Scyld ClusterWare HPC: Administrator's Guide
<< Previous	File Systems	Next >>

NFS

NFS is the standard way to have files stored on one machine, yet be able to access them from other machines on the network as if they were stored locally.

NFS on Clusters

NFS in clusters is typically used so that if all the nodes need the same file, or set of files, they can access the file(s) through NFS. This way, if one changes the file, every node sees the change, and there is only one copy of the file that needs to be backed up.

Configuration of NFS

The Network File System (NFS) is what Scyld ClusterWare uses to allow users to access their home directories and other remote directories from compute nodes. (The User's Guide has a small discussion on good and bad ways to use NFS.) Two files control what directories are NFS mounted on the compute nodes. The first is /etc/exports. This tells the nfs daemon on the master node what directories it should allow to be mounted and who can access them. Scyld ClusterWare adds various commonly useful entries to /etc/exports. For example:

/home  @cluster(rw)

The /home says that /home can be nfs mounted, and @cluster(rw) says who can mount it and what forms of access are allowed. @cluster is a netgroup. It uses one word to represent several machines. In this case, it represents all your compute nodes. cluster is a special netgroup that is setup by BeoNSS that automatically maps to all of your compute nodes. This makes it easy to specify something can be mounted by your compute nodes. The (rw) part specifies what permissions the compute node has when it mounts /home. In this case, all user processes on the compute nodes have read-write access to /home. There are more options that can go here, and you can find them detailed in man exports.

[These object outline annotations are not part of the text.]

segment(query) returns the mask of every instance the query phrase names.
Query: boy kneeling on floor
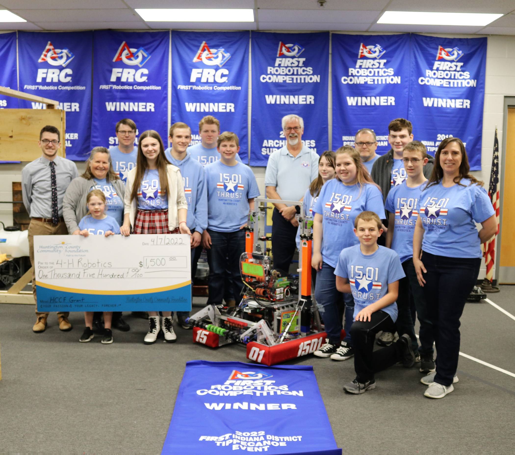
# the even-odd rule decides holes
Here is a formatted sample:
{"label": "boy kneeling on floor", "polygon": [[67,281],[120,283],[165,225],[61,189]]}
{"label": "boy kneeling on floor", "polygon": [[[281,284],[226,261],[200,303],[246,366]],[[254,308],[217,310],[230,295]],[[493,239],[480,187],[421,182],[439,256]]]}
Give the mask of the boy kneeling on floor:
{"label": "boy kneeling on floor", "polygon": [[415,355],[406,334],[389,346],[373,351],[378,332],[395,331],[399,280],[405,275],[397,252],[377,245],[383,229],[377,215],[362,212],[356,217],[354,232],[359,243],[342,250],[334,274],[338,290],[352,293],[355,302],[350,331],[356,379],[344,390],[359,394],[375,388],[374,373],[399,361],[410,367]]}

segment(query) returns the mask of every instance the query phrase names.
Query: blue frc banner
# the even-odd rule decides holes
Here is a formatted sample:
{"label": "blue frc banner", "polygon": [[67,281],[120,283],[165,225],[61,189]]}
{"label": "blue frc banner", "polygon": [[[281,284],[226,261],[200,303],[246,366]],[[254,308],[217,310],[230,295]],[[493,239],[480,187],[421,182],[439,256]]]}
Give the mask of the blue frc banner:
{"label": "blue frc banner", "polygon": [[[18,32],[20,90],[59,102],[66,112],[66,157],[78,161],[90,150],[92,37],[89,31]],[[20,107],[46,105],[20,100]]]}
{"label": "blue frc banner", "polygon": [[434,154],[442,139],[459,137],[470,168],[481,169],[487,39],[411,36],[408,118],[415,138]]}
{"label": "blue frc banner", "polygon": [[341,455],[313,367],[186,364],[163,454]]}
{"label": "blue frc banner", "polygon": [[377,151],[390,149],[388,125],[408,113],[409,35],[332,36],[333,148],[354,146],[373,130]]}
{"label": "blue frc banner", "polygon": [[171,36],[171,122],[183,121],[201,142],[198,123],[213,115],[221,131],[238,135],[248,162],[248,32],[174,31]]}
{"label": "blue frc banner", "polygon": [[123,118],[166,143],[169,39],[169,31],[94,32],[92,148],[117,145]]}
{"label": "blue frc banner", "polygon": [[320,154],[329,148],[328,33],[252,34],[250,165],[266,166],[286,145],[285,115],[304,120],[302,142]]}

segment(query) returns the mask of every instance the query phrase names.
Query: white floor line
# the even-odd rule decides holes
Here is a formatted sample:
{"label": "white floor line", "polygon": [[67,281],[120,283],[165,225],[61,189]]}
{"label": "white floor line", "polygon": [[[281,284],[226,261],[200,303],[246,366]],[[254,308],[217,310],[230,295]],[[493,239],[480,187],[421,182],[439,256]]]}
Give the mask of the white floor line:
{"label": "white floor line", "polygon": [[508,311],[507,311],[504,308],[502,308],[496,303],[494,303],[489,299],[484,299],[483,300],[484,300],[485,302],[488,302],[488,303],[489,303],[491,305],[492,305],[492,306],[493,306],[494,308],[497,308],[500,311],[504,313],[504,314],[506,314],[507,316],[508,316],[509,318],[511,318],[513,320],[513,321],[515,321],[515,316],[514,316],[511,313],[508,313]]}
{"label": "white floor line", "polygon": [[[420,338],[420,337],[415,334],[415,336],[417,338]],[[434,343],[433,343],[434,344]],[[484,365],[485,366],[488,366],[489,368],[493,369],[493,370],[496,370],[497,371],[500,371],[501,373],[504,373],[505,374],[507,374],[508,376],[512,376],[515,378],[515,373],[512,373],[511,371],[508,371],[507,370],[504,370],[503,368],[500,368],[499,366],[496,366],[495,365],[492,365],[491,363],[489,363],[488,362],[484,362],[479,359],[476,359],[475,357],[473,357],[472,356],[469,356],[468,354],[464,354],[462,352],[460,352],[459,355],[462,357],[465,357],[466,359],[469,359],[470,360],[473,360],[474,362],[477,362],[478,363],[480,363],[482,365]]]}

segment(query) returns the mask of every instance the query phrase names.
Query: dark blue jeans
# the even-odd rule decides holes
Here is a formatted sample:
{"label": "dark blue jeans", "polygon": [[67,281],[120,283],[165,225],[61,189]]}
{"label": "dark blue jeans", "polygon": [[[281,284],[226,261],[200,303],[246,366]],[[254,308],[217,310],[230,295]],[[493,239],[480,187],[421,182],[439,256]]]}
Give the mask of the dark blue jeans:
{"label": "dark blue jeans", "polygon": [[459,318],[477,279],[481,258],[447,257],[422,252],[427,316],[436,344],[435,382],[452,383],[459,356]]}
{"label": "dark blue jeans", "polygon": [[[211,248],[208,250],[209,279],[208,283],[209,304],[219,305],[224,296],[226,275],[229,292],[236,303],[240,301],[243,285],[239,272],[239,257],[245,251],[245,232],[240,229],[234,232],[218,232],[208,230],[211,236]],[[226,272],[228,271],[228,274]]]}
{"label": "dark blue jeans", "polygon": [[[331,344],[339,346],[341,332],[341,317],[338,310],[338,302],[341,299],[342,293],[336,289],[336,276],[334,267],[323,262],[322,269],[317,271],[317,285],[315,297],[319,305],[320,314],[323,319],[325,331]],[[345,338],[349,346],[352,345],[351,339],[351,327],[354,320],[354,299],[352,294],[344,294],[345,302]]]}

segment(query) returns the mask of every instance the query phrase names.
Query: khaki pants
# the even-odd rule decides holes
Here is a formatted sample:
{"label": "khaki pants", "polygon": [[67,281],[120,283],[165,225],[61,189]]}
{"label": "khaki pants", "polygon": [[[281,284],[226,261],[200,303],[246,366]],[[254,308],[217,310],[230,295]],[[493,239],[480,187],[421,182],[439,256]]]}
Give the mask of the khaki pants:
{"label": "khaki pants", "polygon": [[[44,223],[31,219],[29,224],[29,254],[30,256],[30,264],[32,266],[32,292],[34,293],[34,301],[36,302],[36,313],[38,316],[48,313],[38,311],[38,300],[36,295],[36,267],[34,266],[34,236],[35,235],[67,235],[68,230],[64,221],[60,221],[58,224]],[[60,311],[58,316],[68,317],[70,312]]]}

The second file is /etc/beowulf/fstab. (Note that it is possible to set up an individual fstab.N for a node. For this discussion, we will assume that you are using a global fstab for all nodes.) For example, one line in the default /etc/beowulf/fstab is the following:

$MASTER:/home  /home  nfs  nolock,nonfatal  0 0

This is the line that tells the compute nodes to try to mount /home when they boot:

The $MASTER is a variable that will automatically be expanded to the IP of the master node.
The first /home is the directory location on the master node.
The second /home is where it should be mounted on the compute node.
The nfs specifies that this is an nfs file system.
The nolock specifies that locking should be turned off with this nfs mount. We turn off locking so that we don't have to run daemons on the compute nodes. (If you need locking, see the Section called File Locking Over NFS for details.)
The nonfatal tells ClusterWare's /usr/lib/beoboot/bin/setup_fs script to treat a mount failure as a nonfatal problem. Without this nonfatal option, any mount failure leaves the compute node in an error state, thus making it unavailable to users.
The two 0's on the end are there to make the fstab like the standard fstab in /etc.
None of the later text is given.